À long terme, le moyen le plus efficace pour promouvoir la croissance des revenus est d'investir dans l'éducation, l'innovation mais aussi la formation, pour accroître les compétences des travailleurs. L'économie du 21e siècle est, en définitive, une économie de la connaissance, où les rendements de l'éducation sont extrêmement importants. Partout dans le monde, nous devons donner aux gens l'accès aux outils dont ils ont besoin pour prospérer dans cette économie mondiale hautement concurrentielle.

 

Conclusion

 

Il n'y a pas de solution facile aux défis dont j'ai parlé aujourd'hui mais si nous ignorons ces défis ou si nous les prenons à la légère, nous ferons face à des risques nettement plus grand qu'un seul essoufflement de la reprise.

 

Alors que les tensions entre les pays augmentent, nous assistons à une montée du protectionnisme - du commerce et des finances.
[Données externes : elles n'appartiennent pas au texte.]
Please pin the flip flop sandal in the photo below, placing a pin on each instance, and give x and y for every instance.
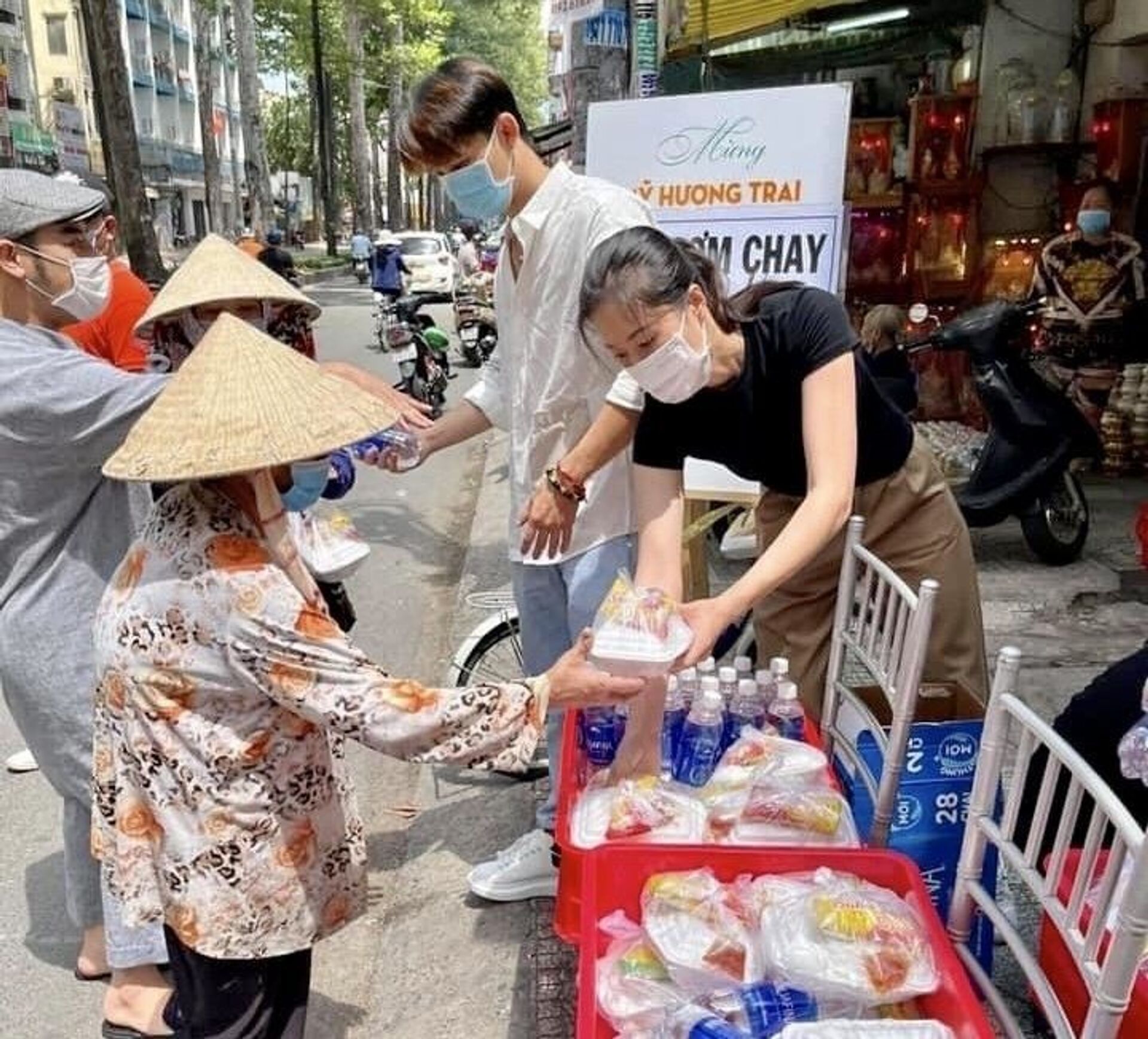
(91, 977)
(123, 1031)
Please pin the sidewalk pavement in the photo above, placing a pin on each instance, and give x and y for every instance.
(1069, 622)
(544, 981)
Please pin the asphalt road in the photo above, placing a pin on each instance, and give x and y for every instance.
(426, 960)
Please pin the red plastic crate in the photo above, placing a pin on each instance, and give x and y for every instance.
(567, 906)
(615, 876)
(1067, 982)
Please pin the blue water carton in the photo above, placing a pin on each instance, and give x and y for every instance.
(933, 800)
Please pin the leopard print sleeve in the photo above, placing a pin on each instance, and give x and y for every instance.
(301, 659)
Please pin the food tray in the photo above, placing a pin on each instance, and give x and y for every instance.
(615, 875)
(567, 906)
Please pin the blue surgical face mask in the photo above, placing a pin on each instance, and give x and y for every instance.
(1094, 222)
(474, 191)
(308, 481)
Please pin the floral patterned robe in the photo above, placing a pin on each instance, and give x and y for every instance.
(223, 805)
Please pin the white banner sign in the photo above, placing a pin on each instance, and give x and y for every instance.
(755, 177)
(565, 12)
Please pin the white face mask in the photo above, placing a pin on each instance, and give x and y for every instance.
(675, 371)
(91, 286)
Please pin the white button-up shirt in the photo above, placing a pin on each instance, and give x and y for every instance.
(544, 384)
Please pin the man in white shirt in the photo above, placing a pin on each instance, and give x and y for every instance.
(571, 412)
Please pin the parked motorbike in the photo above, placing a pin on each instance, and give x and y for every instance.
(474, 320)
(1036, 433)
(418, 347)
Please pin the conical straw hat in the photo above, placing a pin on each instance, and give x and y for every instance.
(244, 402)
(218, 273)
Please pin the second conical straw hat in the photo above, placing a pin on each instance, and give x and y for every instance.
(218, 273)
(244, 402)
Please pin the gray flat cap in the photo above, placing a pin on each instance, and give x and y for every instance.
(31, 200)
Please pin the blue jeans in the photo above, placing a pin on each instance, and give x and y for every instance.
(555, 603)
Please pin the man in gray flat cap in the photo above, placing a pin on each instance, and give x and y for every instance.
(63, 531)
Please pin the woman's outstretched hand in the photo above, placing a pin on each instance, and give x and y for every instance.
(574, 683)
(707, 619)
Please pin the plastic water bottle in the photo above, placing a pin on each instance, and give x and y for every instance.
(1134, 749)
(787, 713)
(746, 708)
(727, 682)
(688, 684)
(700, 747)
(764, 1010)
(601, 736)
(403, 445)
(696, 1023)
(673, 719)
(766, 688)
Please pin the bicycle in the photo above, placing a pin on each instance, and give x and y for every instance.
(493, 651)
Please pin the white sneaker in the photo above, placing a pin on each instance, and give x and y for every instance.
(524, 870)
(21, 762)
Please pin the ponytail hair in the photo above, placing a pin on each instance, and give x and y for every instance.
(643, 267)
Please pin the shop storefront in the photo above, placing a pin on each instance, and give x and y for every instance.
(975, 130)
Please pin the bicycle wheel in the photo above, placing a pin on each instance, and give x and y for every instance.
(497, 657)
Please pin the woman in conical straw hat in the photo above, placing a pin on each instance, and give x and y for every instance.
(219, 278)
(224, 690)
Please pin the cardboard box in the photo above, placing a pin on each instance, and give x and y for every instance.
(933, 800)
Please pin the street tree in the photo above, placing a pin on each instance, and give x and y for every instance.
(206, 12)
(255, 158)
(356, 99)
(117, 129)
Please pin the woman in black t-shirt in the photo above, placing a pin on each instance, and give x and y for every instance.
(771, 384)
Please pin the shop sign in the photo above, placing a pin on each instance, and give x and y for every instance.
(756, 178)
(72, 136)
(31, 140)
(566, 12)
(610, 29)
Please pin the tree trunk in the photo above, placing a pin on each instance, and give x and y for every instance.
(379, 185)
(323, 116)
(361, 142)
(117, 129)
(237, 173)
(255, 154)
(204, 14)
(395, 215)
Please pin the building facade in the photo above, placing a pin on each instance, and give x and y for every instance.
(63, 83)
(22, 142)
(160, 45)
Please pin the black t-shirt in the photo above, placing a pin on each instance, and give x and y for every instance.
(753, 424)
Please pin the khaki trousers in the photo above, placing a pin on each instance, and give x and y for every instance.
(913, 524)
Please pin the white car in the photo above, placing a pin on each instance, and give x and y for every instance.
(429, 256)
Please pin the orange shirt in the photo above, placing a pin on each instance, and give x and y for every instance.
(112, 334)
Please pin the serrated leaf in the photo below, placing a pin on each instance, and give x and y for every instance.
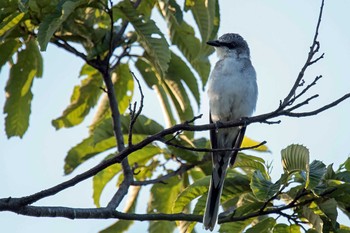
(150, 37)
(244, 204)
(317, 171)
(8, 48)
(18, 90)
(183, 36)
(193, 191)
(264, 226)
(10, 21)
(179, 71)
(53, 21)
(314, 219)
(295, 158)
(101, 179)
(84, 151)
(161, 200)
(235, 227)
(123, 225)
(262, 187)
(284, 228)
(329, 208)
(180, 100)
(207, 17)
(83, 99)
(124, 90)
(152, 81)
(249, 162)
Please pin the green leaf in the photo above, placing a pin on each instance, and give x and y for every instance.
(101, 179)
(18, 90)
(207, 17)
(246, 203)
(10, 21)
(329, 208)
(250, 162)
(150, 37)
(8, 48)
(53, 21)
(193, 191)
(248, 142)
(123, 225)
(317, 171)
(83, 99)
(179, 71)
(262, 187)
(284, 228)
(314, 219)
(84, 151)
(161, 200)
(151, 80)
(264, 226)
(295, 158)
(124, 89)
(235, 227)
(183, 36)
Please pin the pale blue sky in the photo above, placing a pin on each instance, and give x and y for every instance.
(279, 34)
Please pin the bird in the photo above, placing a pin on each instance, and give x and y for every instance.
(232, 93)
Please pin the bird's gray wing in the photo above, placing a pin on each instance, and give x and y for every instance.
(237, 144)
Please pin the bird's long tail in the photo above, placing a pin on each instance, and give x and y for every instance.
(220, 164)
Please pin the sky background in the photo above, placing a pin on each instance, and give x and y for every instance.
(279, 34)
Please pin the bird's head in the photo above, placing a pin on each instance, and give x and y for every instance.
(230, 44)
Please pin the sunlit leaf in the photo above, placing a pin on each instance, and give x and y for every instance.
(250, 162)
(8, 48)
(18, 89)
(124, 90)
(193, 191)
(317, 171)
(182, 35)
(83, 99)
(150, 37)
(262, 187)
(101, 179)
(248, 142)
(152, 81)
(329, 208)
(10, 21)
(284, 228)
(179, 71)
(123, 225)
(143, 126)
(53, 21)
(84, 151)
(264, 226)
(207, 16)
(314, 219)
(295, 158)
(236, 227)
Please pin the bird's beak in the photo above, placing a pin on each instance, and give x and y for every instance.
(214, 43)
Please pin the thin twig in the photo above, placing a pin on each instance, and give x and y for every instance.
(313, 50)
(212, 150)
(134, 115)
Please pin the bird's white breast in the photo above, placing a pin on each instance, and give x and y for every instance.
(232, 89)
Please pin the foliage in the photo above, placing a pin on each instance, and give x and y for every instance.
(177, 72)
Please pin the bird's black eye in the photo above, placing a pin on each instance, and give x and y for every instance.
(229, 45)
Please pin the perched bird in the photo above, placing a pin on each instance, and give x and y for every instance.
(232, 93)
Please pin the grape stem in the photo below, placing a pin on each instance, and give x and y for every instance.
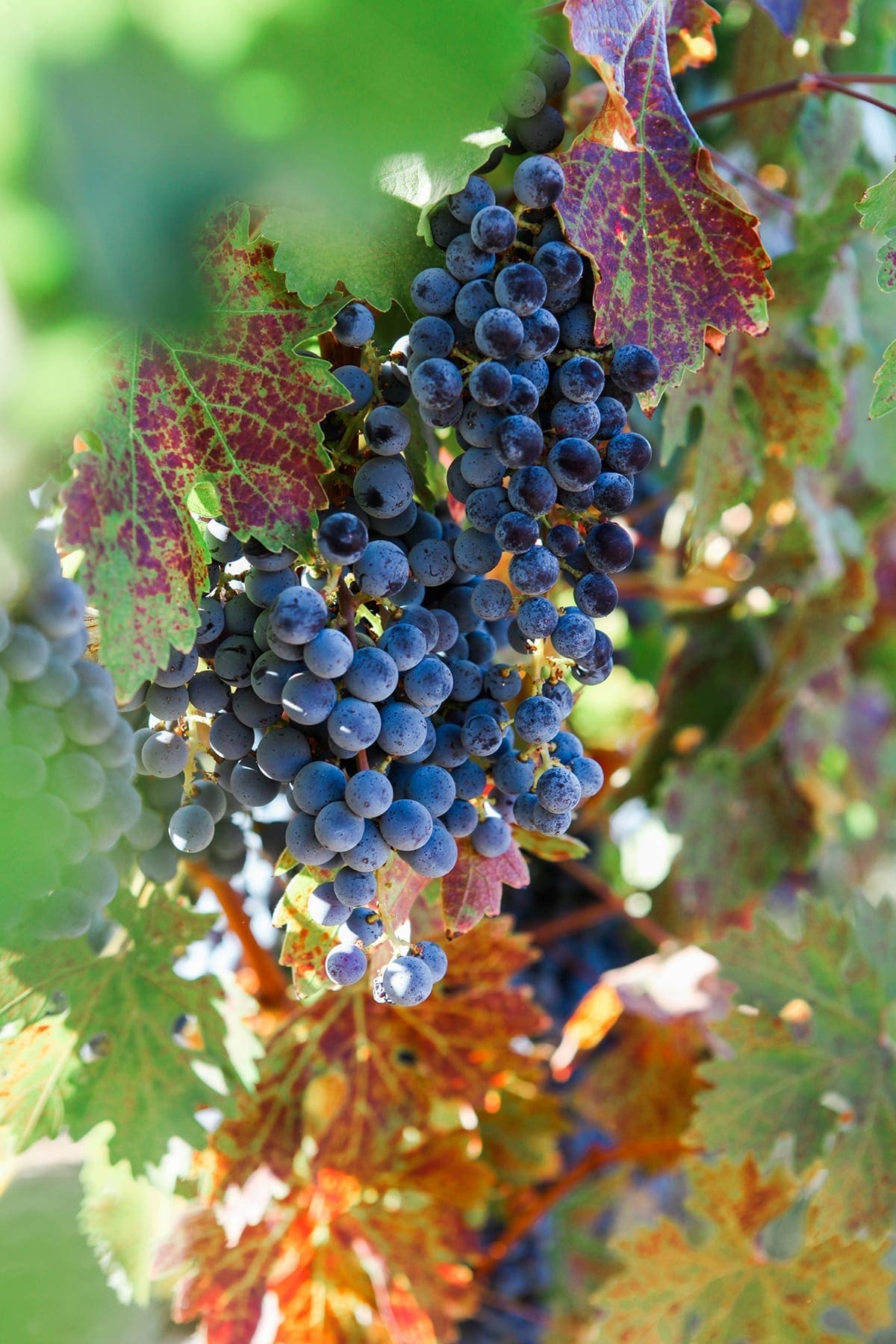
(347, 612)
(272, 991)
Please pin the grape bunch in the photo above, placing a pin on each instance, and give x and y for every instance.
(66, 765)
(406, 685)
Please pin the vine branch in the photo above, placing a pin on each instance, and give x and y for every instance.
(272, 983)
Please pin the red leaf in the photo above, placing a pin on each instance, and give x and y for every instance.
(673, 248)
(233, 410)
(473, 887)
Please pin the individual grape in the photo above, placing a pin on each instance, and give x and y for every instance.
(307, 848)
(516, 532)
(282, 752)
(492, 600)
(499, 332)
(481, 735)
(297, 616)
(355, 889)
(373, 675)
(535, 571)
(576, 327)
(26, 655)
(368, 793)
(541, 132)
(429, 683)
(432, 562)
(492, 838)
(167, 703)
(519, 441)
(550, 823)
(343, 537)
(473, 300)
(461, 819)
(359, 385)
(561, 265)
(383, 485)
(354, 725)
(308, 699)
(57, 608)
(262, 586)
(346, 965)
(465, 205)
(541, 334)
(435, 959)
(406, 824)
(253, 712)
(363, 925)
(211, 797)
(355, 326)
(406, 981)
(538, 181)
(316, 785)
(613, 492)
(553, 69)
(432, 786)
(574, 464)
(635, 369)
(485, 507)
(465, 261)
(538, 719)
(532, 491)
(477, 553)
(191, 828)
(405, 644)
(609, 547)
(512, 774)
(491, 383)
(578, 420)
(526, 94)
(435, 290)
(164, 754)
(524, 396)
(521, 288)
(435, 858)
(494, 228)
(402, 729)
(382, 570)
(337, 827)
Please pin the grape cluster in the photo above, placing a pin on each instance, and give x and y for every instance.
(67, 761)
(406, 687)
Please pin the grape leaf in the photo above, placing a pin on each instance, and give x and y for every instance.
(743, 826)
(813, 1063)
(375, 258)
(768, 398)
(644, 1082)
(35, 1078)
(124, 1008)
(474, 886)
(354, 1073)
(676, 255)
(233, 409)
(722, 1289)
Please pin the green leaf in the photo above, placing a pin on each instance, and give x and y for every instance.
(813, 1057)
(234, 408)
(122, 1011)
(742, 823)
(375, 255)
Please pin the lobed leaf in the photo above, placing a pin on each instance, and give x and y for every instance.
(233, 409)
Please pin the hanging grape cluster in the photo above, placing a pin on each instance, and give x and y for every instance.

Et comme les tensions au sein même des pays augmentent, nous assistons à une hausse de l'instabilité sociale et politique - parfois même la guerre.

 

Je suis préoccupé par la situation actuelle de la coopération mondiale. Je reste néanmoins confiant et certain qu'en travaillant ensemble, entre les pays, entre les différents segments de la société, nous pouvons surmonter les défis et bâtir une économie mondiale plus juste et meilleure.